Chapter 7: Six Encodings, One Interface

We built the H₂ Hamiltonian with Jordan–Wigner. But JW has a problem — its Z-chains grow linearly with system size. This chapter asks: can we do better? And if we use a different encoding, do we get the same physics?

In This Chapter


Why Would We Want a Different Encoding?

In Chapter 6, we saw that 4 of the 15 Pauli terms — the exchange terms XXYY, XYYX, YXXY, YYXX — are off-diagonal. These are the terms that generate coherences in the density matrix and produce the correlation energy. They are also the terms that are expensive to simulate on a quantum computer, because each one requires a CNOT staircase proportional to its Pauli weight.

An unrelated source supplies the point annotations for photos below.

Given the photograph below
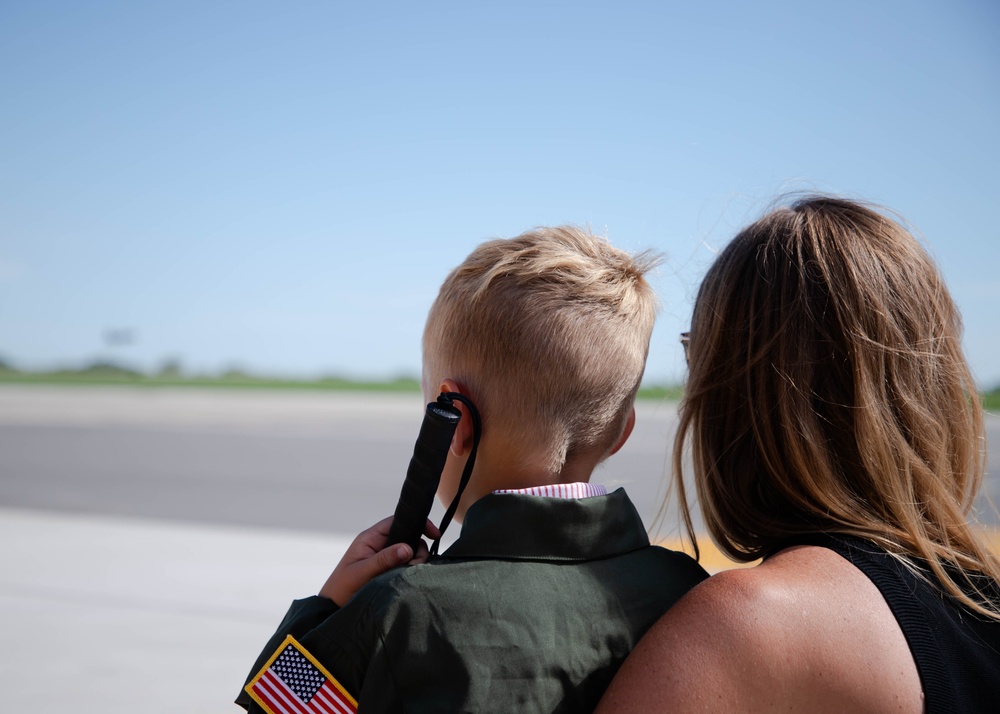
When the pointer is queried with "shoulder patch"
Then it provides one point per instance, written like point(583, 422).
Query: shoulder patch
point(294, 682)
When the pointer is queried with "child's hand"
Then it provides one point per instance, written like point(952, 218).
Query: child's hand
point(367, 557)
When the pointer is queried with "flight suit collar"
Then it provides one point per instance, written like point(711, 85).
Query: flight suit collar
point(517, 527)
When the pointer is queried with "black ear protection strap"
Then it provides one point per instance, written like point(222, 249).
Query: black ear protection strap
point(448, 398)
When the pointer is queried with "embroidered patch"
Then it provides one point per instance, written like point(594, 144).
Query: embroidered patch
point(294, 682)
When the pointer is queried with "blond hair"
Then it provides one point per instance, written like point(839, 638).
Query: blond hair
point(828, 391)
point(549, 331)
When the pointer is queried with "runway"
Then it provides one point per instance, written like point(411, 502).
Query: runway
point(157, 536)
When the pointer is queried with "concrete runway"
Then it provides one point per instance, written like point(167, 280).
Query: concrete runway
point(322, 462)
point(157, 536)
point(325, 462)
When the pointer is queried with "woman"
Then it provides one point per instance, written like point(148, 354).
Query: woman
point(835, 432)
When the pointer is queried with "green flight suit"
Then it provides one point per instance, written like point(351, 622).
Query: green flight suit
point(532, 609)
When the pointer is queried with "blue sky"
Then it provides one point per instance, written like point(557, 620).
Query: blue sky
point(283, 187)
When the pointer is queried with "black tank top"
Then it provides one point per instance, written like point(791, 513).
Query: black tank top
point(957, 652)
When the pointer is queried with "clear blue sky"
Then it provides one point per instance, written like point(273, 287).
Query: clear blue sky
point(283, 186)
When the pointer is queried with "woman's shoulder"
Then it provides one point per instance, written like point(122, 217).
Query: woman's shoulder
point(805, 629)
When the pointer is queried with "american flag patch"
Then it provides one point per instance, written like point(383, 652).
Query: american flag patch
point(293, 682)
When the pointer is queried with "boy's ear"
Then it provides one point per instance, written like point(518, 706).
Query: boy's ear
point(629, 425)
point(461, 443)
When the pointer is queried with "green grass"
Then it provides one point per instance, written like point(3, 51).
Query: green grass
point(102, 374)
point(113, 375)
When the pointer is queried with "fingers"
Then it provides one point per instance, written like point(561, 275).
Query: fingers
point(386, 559)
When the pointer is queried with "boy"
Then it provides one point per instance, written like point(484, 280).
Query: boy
point(552, 580)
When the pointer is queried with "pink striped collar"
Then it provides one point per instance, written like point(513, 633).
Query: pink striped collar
point(580, 489)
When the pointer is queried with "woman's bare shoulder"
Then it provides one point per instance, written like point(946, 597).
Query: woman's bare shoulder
point(787, 633)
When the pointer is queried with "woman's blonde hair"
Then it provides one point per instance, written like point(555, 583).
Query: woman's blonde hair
point(550, 332)
point(828, 392)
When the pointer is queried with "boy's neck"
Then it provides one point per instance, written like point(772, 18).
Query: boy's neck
point(496, 470)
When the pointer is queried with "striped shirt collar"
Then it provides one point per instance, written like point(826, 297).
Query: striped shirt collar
point(580, 489)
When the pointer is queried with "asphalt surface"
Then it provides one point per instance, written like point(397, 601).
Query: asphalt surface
point(303, 461)
point(153, 538)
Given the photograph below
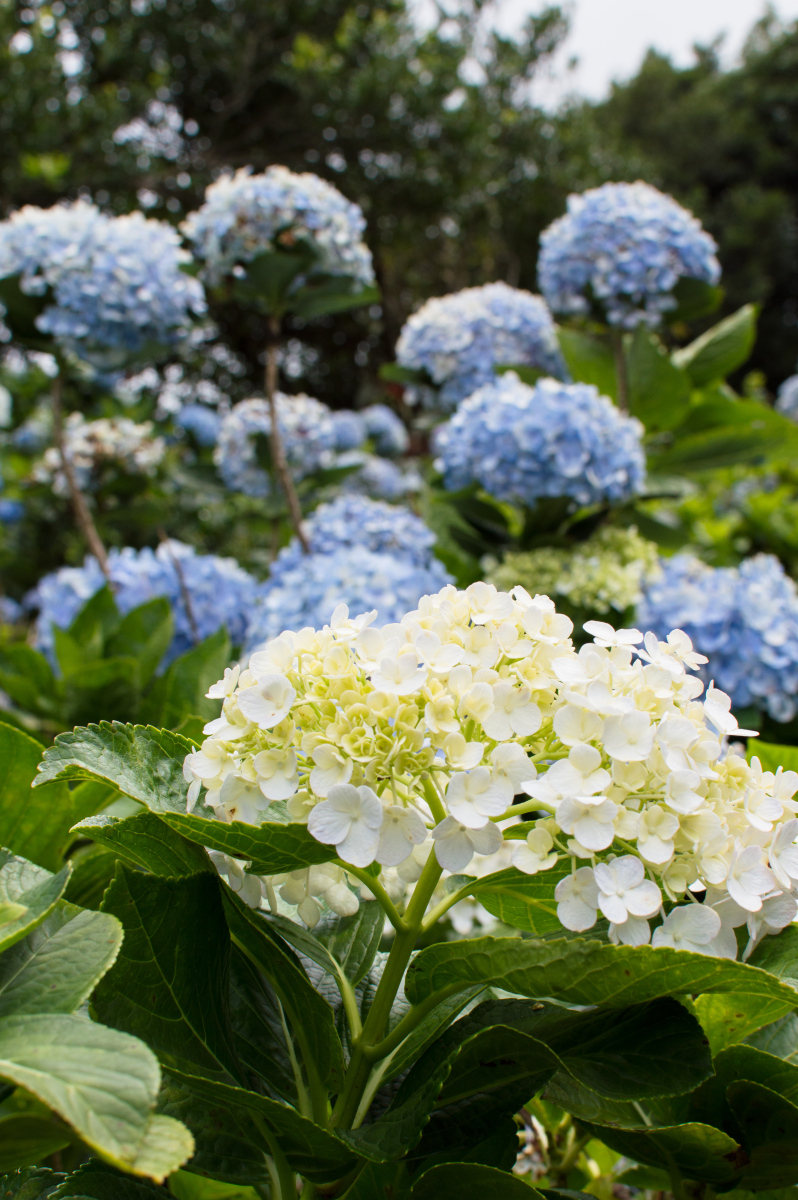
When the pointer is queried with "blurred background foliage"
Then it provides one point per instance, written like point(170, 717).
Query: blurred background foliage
point(432, 131)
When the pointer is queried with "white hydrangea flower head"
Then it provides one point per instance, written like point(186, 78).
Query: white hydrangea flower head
point(427, 738)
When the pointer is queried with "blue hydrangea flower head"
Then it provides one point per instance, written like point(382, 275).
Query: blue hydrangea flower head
point(114, 283)
point(378, 478)
point(221, 592)
point(349, 430)
point(523, 443)
point(307, 593)
point(307, 432)
point(787, 399)
point(743, 618)
point(628, 245)
point(358, 521)
point(460, 339)
point(385, 430)
point(246, 215)
point(202, 421)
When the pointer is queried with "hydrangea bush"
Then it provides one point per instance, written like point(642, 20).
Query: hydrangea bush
point(459, 340)
point(307, 431)
point(624, 246)
point(220, 593)
point(95, 447)
point(113, 287)
point(745, 618)
point(522, 443)
point(247, 215)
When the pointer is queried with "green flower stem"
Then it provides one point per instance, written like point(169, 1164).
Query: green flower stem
point(359, 1069)
point(282, 1177)
point(377, 891)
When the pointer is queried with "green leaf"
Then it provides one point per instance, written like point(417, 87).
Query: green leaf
point(181, 689)
point(659, 391)
point(471, 1181)
point(147, 841)
point(29, 1139)
point(171, 981)
point(581, 971)
point(729, 1019)
point(271, 847)
point(57, 967)
point(353, 941)
point(142, 762)
point(309, 1149)
point(144, 634)
point(525, 901)
point(100, 1081)
point(36, 825)
point(588, 359)
point(697, 1151)
point(309, 1014)
point(30, 893)
point(96, 1181)
point(29, 1183)
point(769, 1128)
point(721, 349)
point(335, 294)
point(779, 1039)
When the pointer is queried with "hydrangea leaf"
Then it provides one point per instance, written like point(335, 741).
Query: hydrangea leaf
point(727, 1019)
point(525, 901)
point(309, 1014)
point(697, 1151)
point(271, 847)
point(147, 841)
point(29, 1183)
point(142, 762)
point(659, 391)
point(588, 360)
point(36, 825)
point(471, 1181)
point(768, 1125)
point(581, 971)
point(57, 967)
point(28, 893)
point(97, 1181)
point(315, 1152)
point(171, 981)
point(181, 690)
point(100, 1081)
point(27, 1139)
point(720, 349)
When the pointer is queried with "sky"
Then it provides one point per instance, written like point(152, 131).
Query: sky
point(610, 37)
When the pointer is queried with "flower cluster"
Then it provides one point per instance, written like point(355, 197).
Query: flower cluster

Under Jordan–Wigner, the worst-case Pauli weight of an operator grows linearly with system size: $O(n)$. For H₂ with 4 qubits, the maximum weight is 4 — manageable. But for H₂O with 12 active spin-orbitals (frozen core), it’s 12. For the FeMo-co nitrogen-fixation catalyst with ~100 qubits, it’s ~100. Each off-diagonal term would require ~200 CNOT gates.

This is the motivation for alternative encodings: can we represent the same physics with shorter Pauli strings?

Chapter 5 showed that Bravyi–Kitaev achieves $O(\log_2 n)$ weight using a Fenwick tree, and ternary tree encodings achieve $O(\log_3 n)$. But a natural question arises: if the Pauli strings are different, how do we know we’re still computing the same molecule?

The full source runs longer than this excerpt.